A birdie on the par-3 eighth allowed him to salvage a 71 and a share of the lead. But the 47-year-old Perry sure didn't look like he had just played a round of golf on a beautiful course.
"I'm tired," he said. "I'm mentally tired right now. That was a very stressful round to try to hang in there and keep it together. I hope that Saturday and Sunday, the weather will cooperate a little bit and not be as dicey out there."
Help might be on the way, with rain in the forecast. Tee times were pushed back for the third round because course officials expect to need extra time in the morning to get the course ready.
Phil Mickelson chopped his way to a 75 and was 10 shots behind. He was 35 feet behind the hole in two on the par-5 11th and rarely felt so hopeless with a wedge in his hand, given how badly his ball was buried. He hacked through the grass and watched his ball roll through the green into more rough, making him work for a par.
Someone asked him if he had a chance to win.
"Did you see I was 10 back?" he replied. "I don't know if you saw that. I need some rough weather so the scores don't go too low, and they've got to play a great round."
At least he has a chance.
Ernie Els waffled on his decision to come to Ohio, flying over at the last minute and leaving just as quickly. He shot a 43 on the front nine, made eight pars and a birdie on the back and shot 78 to miss the cut by one shot.
The cut was 6-over 150, the highest at the Memorial since 1989, the year 40 mph gusts were accompanied by temperatures in the 50s. It was pleasantly warm Friday, and the gusts were only about 20 mph, but that was more than enough to punish anyone slightly off his game.

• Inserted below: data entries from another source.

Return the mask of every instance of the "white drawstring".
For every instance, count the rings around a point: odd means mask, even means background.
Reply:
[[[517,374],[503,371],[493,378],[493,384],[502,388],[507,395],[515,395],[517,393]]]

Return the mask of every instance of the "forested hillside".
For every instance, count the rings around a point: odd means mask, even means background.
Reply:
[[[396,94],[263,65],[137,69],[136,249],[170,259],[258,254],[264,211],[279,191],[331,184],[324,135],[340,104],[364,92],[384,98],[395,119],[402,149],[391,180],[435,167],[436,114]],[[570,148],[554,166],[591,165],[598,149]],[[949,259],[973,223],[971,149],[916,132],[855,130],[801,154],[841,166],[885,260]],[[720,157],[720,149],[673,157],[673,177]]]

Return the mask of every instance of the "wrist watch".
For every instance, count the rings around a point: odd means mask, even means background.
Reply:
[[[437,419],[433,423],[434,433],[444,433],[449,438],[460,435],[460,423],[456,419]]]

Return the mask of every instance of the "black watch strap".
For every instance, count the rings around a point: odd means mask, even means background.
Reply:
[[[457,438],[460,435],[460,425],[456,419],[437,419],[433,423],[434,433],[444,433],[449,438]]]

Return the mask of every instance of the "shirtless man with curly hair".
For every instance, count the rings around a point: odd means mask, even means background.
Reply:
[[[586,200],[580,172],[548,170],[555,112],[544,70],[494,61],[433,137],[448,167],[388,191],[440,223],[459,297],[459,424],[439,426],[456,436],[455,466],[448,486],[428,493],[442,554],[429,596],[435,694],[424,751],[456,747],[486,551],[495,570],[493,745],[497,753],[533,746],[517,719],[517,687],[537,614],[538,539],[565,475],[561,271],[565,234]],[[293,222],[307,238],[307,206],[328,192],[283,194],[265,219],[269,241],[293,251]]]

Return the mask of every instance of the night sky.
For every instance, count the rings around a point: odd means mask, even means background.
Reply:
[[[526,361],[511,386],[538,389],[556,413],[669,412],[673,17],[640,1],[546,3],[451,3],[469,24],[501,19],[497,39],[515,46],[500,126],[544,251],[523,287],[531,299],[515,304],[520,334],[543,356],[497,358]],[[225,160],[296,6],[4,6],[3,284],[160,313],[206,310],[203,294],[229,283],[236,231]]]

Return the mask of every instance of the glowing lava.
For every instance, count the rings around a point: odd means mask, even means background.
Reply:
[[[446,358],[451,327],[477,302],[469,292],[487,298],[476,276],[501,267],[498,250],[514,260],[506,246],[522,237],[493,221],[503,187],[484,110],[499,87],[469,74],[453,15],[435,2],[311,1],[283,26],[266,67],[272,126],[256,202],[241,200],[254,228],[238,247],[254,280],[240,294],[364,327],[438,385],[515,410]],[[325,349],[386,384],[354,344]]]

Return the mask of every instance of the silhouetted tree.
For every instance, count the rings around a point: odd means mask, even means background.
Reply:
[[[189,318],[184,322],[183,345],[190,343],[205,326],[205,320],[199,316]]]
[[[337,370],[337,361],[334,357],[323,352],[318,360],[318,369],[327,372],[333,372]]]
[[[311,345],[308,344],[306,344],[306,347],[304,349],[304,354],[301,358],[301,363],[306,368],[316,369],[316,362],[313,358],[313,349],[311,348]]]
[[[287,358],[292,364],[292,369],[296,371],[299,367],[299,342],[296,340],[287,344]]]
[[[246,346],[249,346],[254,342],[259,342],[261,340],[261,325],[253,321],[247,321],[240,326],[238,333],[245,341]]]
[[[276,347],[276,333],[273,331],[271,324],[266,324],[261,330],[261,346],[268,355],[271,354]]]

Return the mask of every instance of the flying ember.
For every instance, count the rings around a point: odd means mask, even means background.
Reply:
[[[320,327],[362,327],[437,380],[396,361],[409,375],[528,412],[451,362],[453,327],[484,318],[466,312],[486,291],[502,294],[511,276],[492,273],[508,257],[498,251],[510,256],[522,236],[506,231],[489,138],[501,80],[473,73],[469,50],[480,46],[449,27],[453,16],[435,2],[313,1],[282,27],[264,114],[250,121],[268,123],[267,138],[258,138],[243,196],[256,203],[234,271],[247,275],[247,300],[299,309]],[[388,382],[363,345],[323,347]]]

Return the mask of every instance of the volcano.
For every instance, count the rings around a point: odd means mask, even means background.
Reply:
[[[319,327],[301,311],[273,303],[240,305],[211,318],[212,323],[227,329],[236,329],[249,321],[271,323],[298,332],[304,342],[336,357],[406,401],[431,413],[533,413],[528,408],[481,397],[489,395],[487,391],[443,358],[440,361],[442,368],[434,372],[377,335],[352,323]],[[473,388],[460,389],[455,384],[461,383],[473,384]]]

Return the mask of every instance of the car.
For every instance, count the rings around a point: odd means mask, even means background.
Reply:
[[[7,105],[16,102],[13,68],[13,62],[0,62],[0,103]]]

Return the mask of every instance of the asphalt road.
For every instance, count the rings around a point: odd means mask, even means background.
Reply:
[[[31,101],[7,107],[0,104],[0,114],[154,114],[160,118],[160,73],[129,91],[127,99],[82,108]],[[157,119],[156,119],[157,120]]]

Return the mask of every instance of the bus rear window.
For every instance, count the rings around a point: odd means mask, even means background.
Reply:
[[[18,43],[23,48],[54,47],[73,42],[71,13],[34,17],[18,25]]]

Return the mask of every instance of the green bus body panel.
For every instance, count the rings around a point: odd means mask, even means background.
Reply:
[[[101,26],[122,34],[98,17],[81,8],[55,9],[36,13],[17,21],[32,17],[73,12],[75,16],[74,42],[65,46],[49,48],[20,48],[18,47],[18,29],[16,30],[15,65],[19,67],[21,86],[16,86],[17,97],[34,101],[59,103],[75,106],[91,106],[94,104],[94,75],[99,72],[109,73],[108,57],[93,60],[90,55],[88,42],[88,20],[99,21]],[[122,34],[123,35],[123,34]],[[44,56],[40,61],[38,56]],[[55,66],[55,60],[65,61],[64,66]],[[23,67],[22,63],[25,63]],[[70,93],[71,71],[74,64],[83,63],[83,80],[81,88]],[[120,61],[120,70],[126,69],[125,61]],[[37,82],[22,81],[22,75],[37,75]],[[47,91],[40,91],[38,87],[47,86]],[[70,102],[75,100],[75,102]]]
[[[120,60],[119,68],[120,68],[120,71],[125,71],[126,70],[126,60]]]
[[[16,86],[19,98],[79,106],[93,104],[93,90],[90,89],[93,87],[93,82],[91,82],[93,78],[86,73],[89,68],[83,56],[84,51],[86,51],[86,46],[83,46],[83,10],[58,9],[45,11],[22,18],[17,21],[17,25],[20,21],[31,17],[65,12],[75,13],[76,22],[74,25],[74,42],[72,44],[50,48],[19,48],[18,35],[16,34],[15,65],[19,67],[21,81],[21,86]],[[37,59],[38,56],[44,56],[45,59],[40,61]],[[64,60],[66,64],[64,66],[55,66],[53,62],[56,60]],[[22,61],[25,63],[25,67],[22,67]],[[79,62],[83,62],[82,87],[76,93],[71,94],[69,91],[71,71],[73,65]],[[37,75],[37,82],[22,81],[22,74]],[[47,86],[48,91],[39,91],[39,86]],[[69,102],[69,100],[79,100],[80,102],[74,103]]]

Sergio Garcia, coming off his victory in The Players Championship, was going along nicely until he chunked a shot out of the rough and into the water on the 14th, missed a 4-foot putt and took double bogey. That was the start of him playing the final five holes in 5 over for a 77, leaving him a dozen shots behind.
Goggin took only nine putts on his final nine holes Thursday, and he kept right on going. He chipped in for birdie on the first hole, then holed a 35-footer on the second and a mere 10-footer on the third. That good start allowed him to keep some perspective when it got ugly.
"Having seven birdies and you shoot even par, you're probably disappointed," he said. "But the way the round went through the middle and coming back and then dropping back, it's still pretty satisfying. And you're still around the lead. So that's all you can ask for."
There was plenty of muttering about the thick rough, which might be as deep as it gets all year, and the slick greens, which might be as fast as players see all year. But those atop the leaderboard figured out a way to score.
"It tests your short game, tests your mental game," Justin Rose said after a 73 left him four behind. "That's what golf's all about."